Комната невесты
Шрифт:
Рассвело. Заиграло лучами светило.
– Как я вернусь домой?
– спросил я. И голос сразу ответил:
– Подлетишь к башне на южном полюсе, пришелец. На расстояние не ближе ее высоты.
– На чем подлечу? На воздушном шаре?
– На чем всегда здесь летал, пришелец.
Проклятье! Энергоблок снова был на месте. Ни Гулливеру, ни Агасферу такое и не снилось!
– У башни покинешь свой корабль. Зайдешь в башню. Поплывешь через реку времени, пришелец.
– Кролем прикажете или баттерфляем? Объясните, наконец, что значит "поплывешь"?
– Досконально
– Не только представил, но и взял его в руку.
– Наведи луч светила на любую звезду, пришелец.
– После солнечного восхода уже не видно звезд, благодетели!
– съязвил я.
– Плывущие через реку времени видят звезды и днем, пришелец.
И я увидел небесную чашу Индры, полную звезд.
– Навел ли луч, пришелец?
– Проще простого.
– Пришелец, поверни теперь зеркало к другой звезде.
– Повернул.
– Намного ль оно повернулось, пришелец?
– На шесть градусов двадцать три минуты.
– А луч перенесся, пришелец, со звезды на звезду?
– Допустим, - сказал я в замешательстве.
– Что из того?
– Представь, пришелец: на дальнем конце луча - ты.
– Остроумно. Но кто повернет зеркало?
Голос молчал.
– Зеркало кто повернет?
– переспросил я.
– Братья на голубой звезде, пришелец.
– Сколько ж мне извиваться на острие луча?
– Это решат братья на голубой звезде, пришелец.
– Значит, вся надежда на ваших братьев? Н-да...
Ладно. Братья братьями. Но должна же быть приложена и здесь материальная сила, какая-то энергия. Где взять ее?
– Она в тебе, пришелец.
– Яснее не выразишься, благодарю. Когда могу вернуться на Землю?
– Когда возжелаешь, пришелец.
– Что разрешаете брать с собою?
– Только то, во что облачен, пришелец. Кроме скафандра. Он тебе не понадобится. Впредь до отлета к башне можешь странствовать и без скафандра. Ты окружен надежной защитой, пришелец.
– Надо подумать, - сказал я.
– Думай, пришелец. Думай, как сказать Земле то, что ты скажешь Земле. Если спросят, пришелец.

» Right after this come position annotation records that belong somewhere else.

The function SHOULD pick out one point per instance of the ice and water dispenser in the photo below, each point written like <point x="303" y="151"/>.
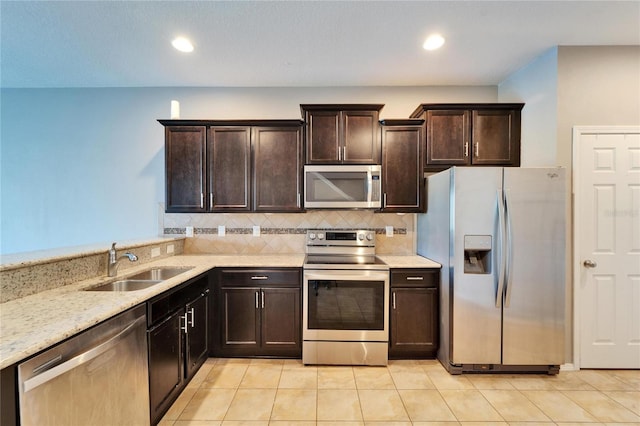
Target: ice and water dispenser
<point x="477" y="254"/>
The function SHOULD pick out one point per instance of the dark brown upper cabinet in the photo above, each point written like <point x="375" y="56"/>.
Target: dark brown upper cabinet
<point x="277" y="166"/>
<point x="342" y="134"/>
<point x="229" y="168"/>
<point x="185" y="156"/>
<point x="402" y="165"/>
<point x="233" y="165"/>
<point x="471" y="134"/>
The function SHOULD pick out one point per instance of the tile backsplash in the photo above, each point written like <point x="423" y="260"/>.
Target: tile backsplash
<point x="282" y="233"/>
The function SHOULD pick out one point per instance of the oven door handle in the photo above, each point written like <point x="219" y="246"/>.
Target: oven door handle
<point x="336" y="275"/>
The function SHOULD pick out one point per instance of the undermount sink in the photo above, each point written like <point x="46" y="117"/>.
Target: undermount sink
<point x="125" y="285"/>
<point x="158" y="274"/>
<point x="141" y="280"/>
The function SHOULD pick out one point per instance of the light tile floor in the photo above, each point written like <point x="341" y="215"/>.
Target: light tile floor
<point x="258" y="392"/>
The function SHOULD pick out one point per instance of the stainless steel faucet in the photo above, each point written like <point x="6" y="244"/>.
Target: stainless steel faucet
<point x="114" y="259"/>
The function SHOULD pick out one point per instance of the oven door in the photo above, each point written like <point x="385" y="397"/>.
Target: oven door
<point x="346" y="305"/>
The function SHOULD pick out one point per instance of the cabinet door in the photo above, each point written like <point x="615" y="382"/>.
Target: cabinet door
<point x="277" y="168"/>
<point x="165" y="363"/>
<point x="196" y="337"/>
<point x="414" y="322"/>
<point x="361" y="137"/>
<point x="448" y="138"/>
<point x="323" y="136"/>
<point x="402" y="169"/>
<point x="185" y="168"/>
<point x="240" y="320"/>
<point x="496" y="137"/>
<point x="229" y="168"/>
<point x="281" y="330"/>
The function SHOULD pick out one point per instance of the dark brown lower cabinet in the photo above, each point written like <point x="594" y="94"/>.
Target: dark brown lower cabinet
<point x="165" y="364"/>
<point x="177" y="336"/>
<point x="259" y="313"/>
<point x="414" y="316"/>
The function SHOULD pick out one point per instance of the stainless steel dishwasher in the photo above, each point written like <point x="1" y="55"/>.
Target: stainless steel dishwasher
<point x="99" y="377"/>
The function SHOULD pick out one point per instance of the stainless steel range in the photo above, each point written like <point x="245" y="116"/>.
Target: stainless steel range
<point x="345" y="299"/>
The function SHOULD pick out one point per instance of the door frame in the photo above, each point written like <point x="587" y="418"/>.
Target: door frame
<point x="578" y="132"/>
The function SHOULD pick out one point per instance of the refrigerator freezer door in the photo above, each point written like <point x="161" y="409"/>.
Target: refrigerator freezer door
<point x="475" y="319"/>
<point x="533" y="327"/>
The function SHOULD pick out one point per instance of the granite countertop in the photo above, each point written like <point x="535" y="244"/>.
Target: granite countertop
<point x="33" y="323"/>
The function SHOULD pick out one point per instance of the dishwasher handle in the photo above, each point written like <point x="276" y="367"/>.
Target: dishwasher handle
<point x="83" y="358"/>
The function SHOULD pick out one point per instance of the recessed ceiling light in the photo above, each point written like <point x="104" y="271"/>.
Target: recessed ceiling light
<point x="433" y="42"/>
<point x="182" y="44"/>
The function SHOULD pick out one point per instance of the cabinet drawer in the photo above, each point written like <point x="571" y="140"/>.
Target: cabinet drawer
<point x="414" y="278"/>
<point x="260" y="277"/>
<point x="170" y="301"/>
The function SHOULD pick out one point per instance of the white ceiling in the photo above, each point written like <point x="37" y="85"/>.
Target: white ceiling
<point x="294" y="43"/>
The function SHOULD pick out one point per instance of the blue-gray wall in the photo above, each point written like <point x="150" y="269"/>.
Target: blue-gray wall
<point x="85" y="166"/>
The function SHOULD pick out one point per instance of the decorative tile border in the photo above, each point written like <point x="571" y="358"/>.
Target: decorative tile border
<point x="273" y="231"/>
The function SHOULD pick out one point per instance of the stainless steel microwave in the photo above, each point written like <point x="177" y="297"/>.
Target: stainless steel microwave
<point x="342" y="186"/>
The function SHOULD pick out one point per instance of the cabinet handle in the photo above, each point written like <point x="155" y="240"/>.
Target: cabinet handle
<point x="192" y="323"/>
<point x="186" y="331"/>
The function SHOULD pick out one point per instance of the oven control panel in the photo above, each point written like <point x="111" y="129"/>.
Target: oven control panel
<point x="341" y="237"/>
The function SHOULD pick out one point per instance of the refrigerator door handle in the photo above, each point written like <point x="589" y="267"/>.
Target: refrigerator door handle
<point x="509" y="252"/>
<point x="501" y="247"/>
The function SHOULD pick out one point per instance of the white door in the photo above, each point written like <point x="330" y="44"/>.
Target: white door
<point x="607" y="246"/>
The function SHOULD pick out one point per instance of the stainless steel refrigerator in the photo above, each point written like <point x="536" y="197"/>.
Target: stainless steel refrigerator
<point x="499" y="234"/>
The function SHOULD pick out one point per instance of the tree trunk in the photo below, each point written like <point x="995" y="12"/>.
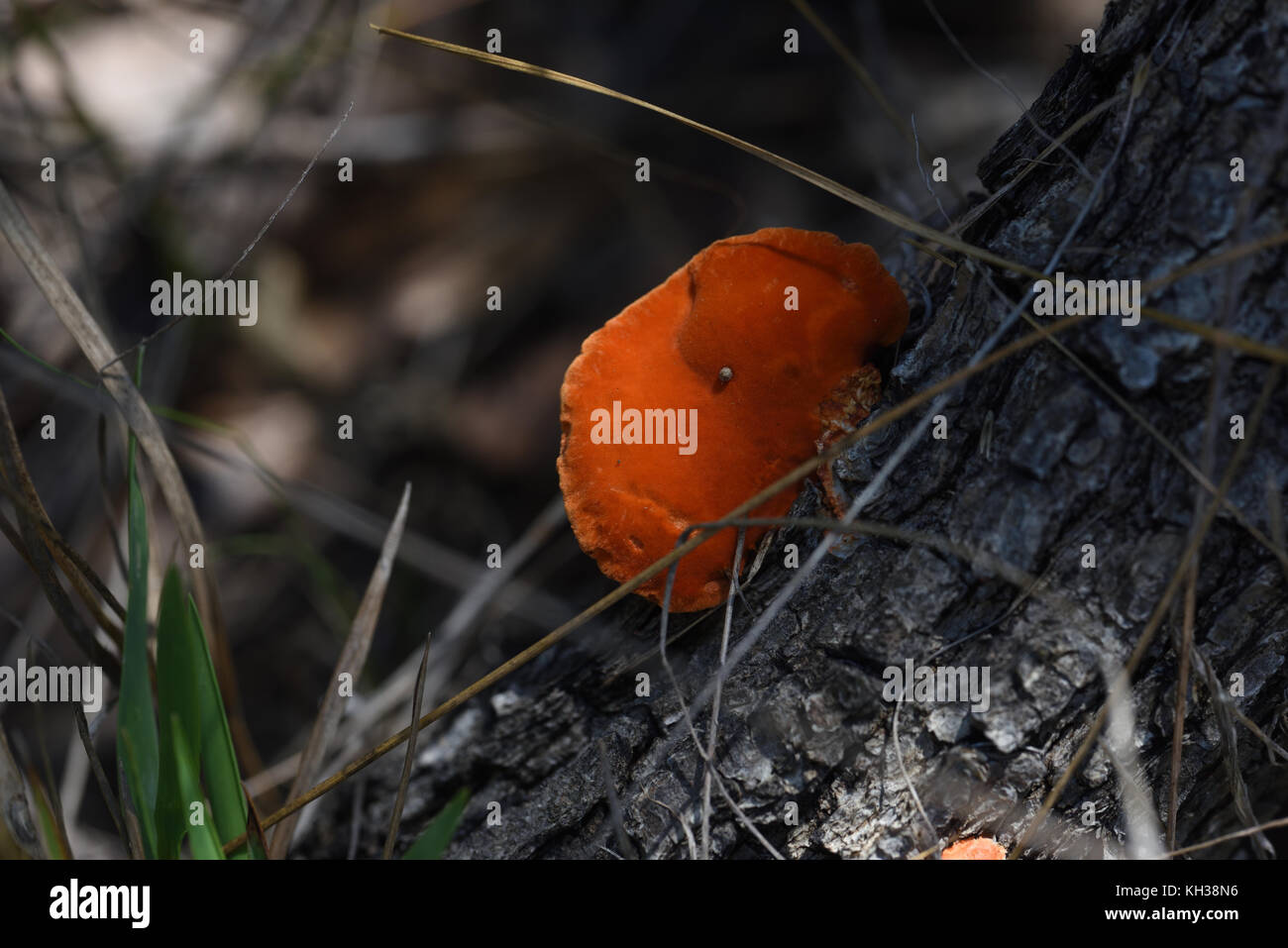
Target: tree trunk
<point x="1039" y="460"/>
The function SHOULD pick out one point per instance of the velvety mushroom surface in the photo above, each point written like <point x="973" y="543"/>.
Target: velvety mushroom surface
<point x="726" y="365"/>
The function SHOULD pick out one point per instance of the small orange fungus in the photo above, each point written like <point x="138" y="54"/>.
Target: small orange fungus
<point x="975" y="848"/>
<point x="711" y="386"/>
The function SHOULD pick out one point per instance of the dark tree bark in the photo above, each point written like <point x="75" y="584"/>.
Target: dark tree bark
<point x="1038" y="462"/>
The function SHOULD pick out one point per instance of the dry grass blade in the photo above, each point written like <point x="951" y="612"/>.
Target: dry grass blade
<point x="400" y="798"/>
<point x="1231" y="837"/>
<point x="851" y="60"/>
<point x="1142" y="827"/>
<point x="30" y="513"/>
<point x="95" y="347"/>
<point x="1216" y="337"/>
<point x="353" y="656"/>
<point x="95" y="763"/>
<point x="16" y="805"/>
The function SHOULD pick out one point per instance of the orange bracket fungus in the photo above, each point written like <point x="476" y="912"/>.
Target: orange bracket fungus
<point x="975" y="848"/>
<point x="746" y="363"/>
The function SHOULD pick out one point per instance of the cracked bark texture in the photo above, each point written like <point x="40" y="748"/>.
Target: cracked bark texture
<point x="1038" y="462"/>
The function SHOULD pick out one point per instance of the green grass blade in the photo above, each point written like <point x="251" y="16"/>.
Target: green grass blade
<point x="201" y="833"/>
<point x="433" y="841"/>
<point x="218" y="759"/>
<point x="137" y="727"/>
<point x="178" y="699"/>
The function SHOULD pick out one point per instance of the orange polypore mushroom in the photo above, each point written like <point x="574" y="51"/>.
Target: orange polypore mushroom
<point x="975" y="848"/>
<point x="711" y="386"/>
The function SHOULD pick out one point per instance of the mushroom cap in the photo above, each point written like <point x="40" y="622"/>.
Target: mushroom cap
<point x="627" y="504"/>
<point x="975" y="848"/>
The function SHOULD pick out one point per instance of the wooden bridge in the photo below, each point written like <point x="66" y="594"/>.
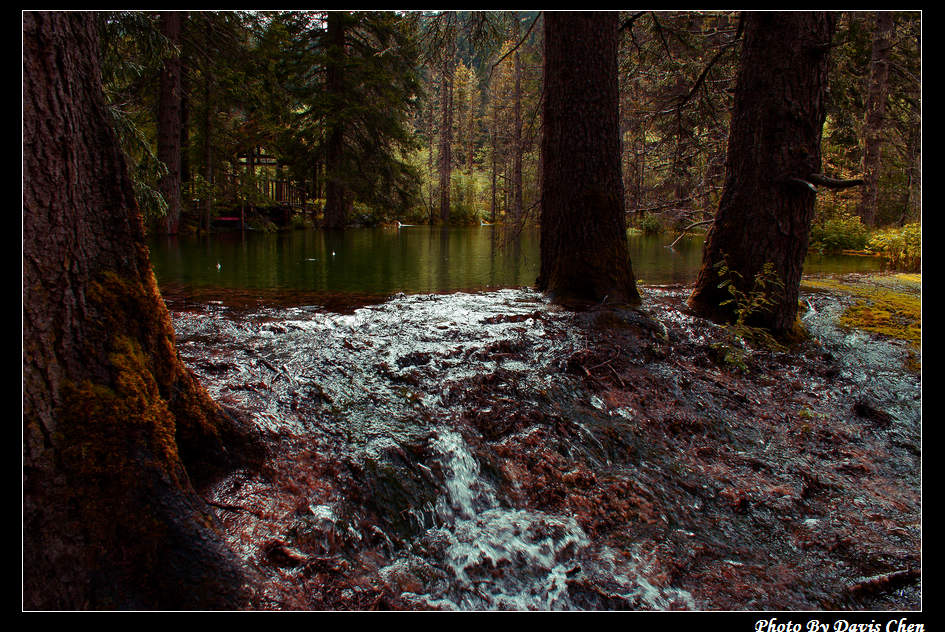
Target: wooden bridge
<point x="282" y="197"/>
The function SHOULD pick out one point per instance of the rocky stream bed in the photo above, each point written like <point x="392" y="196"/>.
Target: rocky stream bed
<point x="491" y="451"/>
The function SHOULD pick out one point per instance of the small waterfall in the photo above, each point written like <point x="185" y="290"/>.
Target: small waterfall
<point x="501" y="558"/>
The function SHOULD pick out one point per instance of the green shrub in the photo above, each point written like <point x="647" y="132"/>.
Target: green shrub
<point x="900" y="247"/>
<point x="844" y="231"/>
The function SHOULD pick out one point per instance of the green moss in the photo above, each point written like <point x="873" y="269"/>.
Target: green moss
<point x="107" y="429"/>
<point x="889" y="305"/>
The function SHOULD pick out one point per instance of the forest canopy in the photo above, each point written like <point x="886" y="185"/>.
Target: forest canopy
<point x="434" y="117"/>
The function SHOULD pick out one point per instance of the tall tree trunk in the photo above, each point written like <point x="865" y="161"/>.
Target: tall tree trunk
<point x="208" y="149"/>
<point x="111" y="416"/>
<point x="446" y="133"/>
<point x="875" y="115"/>
<point x="765" y="212"/>
<point x="517" y="148"/>
<point x="583" y="230"/>
<point x="170" y="122"/>
<point x="337" y="196"/>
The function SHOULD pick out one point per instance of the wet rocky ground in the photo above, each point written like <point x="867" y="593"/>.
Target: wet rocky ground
<point x="489" y="450"/>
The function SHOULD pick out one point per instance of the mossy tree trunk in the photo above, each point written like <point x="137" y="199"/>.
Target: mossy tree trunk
<point x="116" y="430"/>
<point x="584" y="253"/>
<point x="766" y="208"/>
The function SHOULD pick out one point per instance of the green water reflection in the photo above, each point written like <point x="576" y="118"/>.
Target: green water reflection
<point x="413" y="259"/>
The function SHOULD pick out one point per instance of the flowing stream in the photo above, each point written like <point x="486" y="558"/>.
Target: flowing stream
<point x="485" y="450"/>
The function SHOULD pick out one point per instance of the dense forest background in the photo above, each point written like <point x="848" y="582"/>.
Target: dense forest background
<point x="371" y="117"/>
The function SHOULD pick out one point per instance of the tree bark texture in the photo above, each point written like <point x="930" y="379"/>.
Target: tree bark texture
<point x="337" y="196"/>
<point x="170" y="122"/>
<point x="111" y="416"/>
<point x="875" y="115"/>
<point x="764" y="215"/>
<point x="446" y="133"/>
<point x="584" y="253"/>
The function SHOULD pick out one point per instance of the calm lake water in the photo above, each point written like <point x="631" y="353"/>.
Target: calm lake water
<point x="415" y="259"/>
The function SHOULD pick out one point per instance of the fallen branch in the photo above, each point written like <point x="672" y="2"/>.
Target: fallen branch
<point x="884" y="582"/>
<point x="236" y="508"/>
<point x="833" y="183"/>
<point x="692" y="225"/>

– Что я должен сказать, если спросят?
– Истинно тяжкой должна быть ноша, чтобы дойти до Сада Прекрасного, пришелец.
– Осточертел мне ваш сад, - сказал я.
* * *
В ночь перед отлетом к южному полюсу мне привиделся вещий сон. Будто пытаюсь вскарабкаться на высокую гору, острием проткнувшую купол незнаемых небес. Никак не могу забраться, блуждаю между скал и даже запамятовал обратный путь. Замечаю висячую лестницу, она сплетена из птичьих перьев. Выбиваюсь из сил, взбираясь по ней, и вот вижу унизанный огнями сад. В том саду множество золотых, серебряных, медных деревьев. Иглы и листья с отливом червонным, шишки из самоцветных каменьев, на стволах - узоры затейливые. И доносится голос реки, текущей меж берегов из топазов и яшмы: "Деревья эти знают прошлое, невозвратное, невозможное и предвещают грядущее, возвращенье твое стерегущее". Я подхожу к медному дереву над рекой, спрашиваю мысленно: "Когда ж на Землю вернусь?" И ветви загадочно шелестят: "Когда на горе небес засеребрятся снега..."
Три километра от вершины холма, где я посадил "челнок", до подножия башни дались мне нелегко.
Я шел тяжелыми шагами, в невеселых раздумьях...
Неудачник, перечеркнувший надежды человечества. Что станется со мною в этой башне, вблизи еще больше похожей на исполинское дерево, изуродованное и забинтованное? Я шагал по нежной траве Индры, как по пуху земных одуванчиков. Разбрызгивало лучи светило. Паслись в бледно-синем небе редкие облака. Мерцали звезды, их было 11249. И проворачивалось в мельнице времени колесо Млечного Пути.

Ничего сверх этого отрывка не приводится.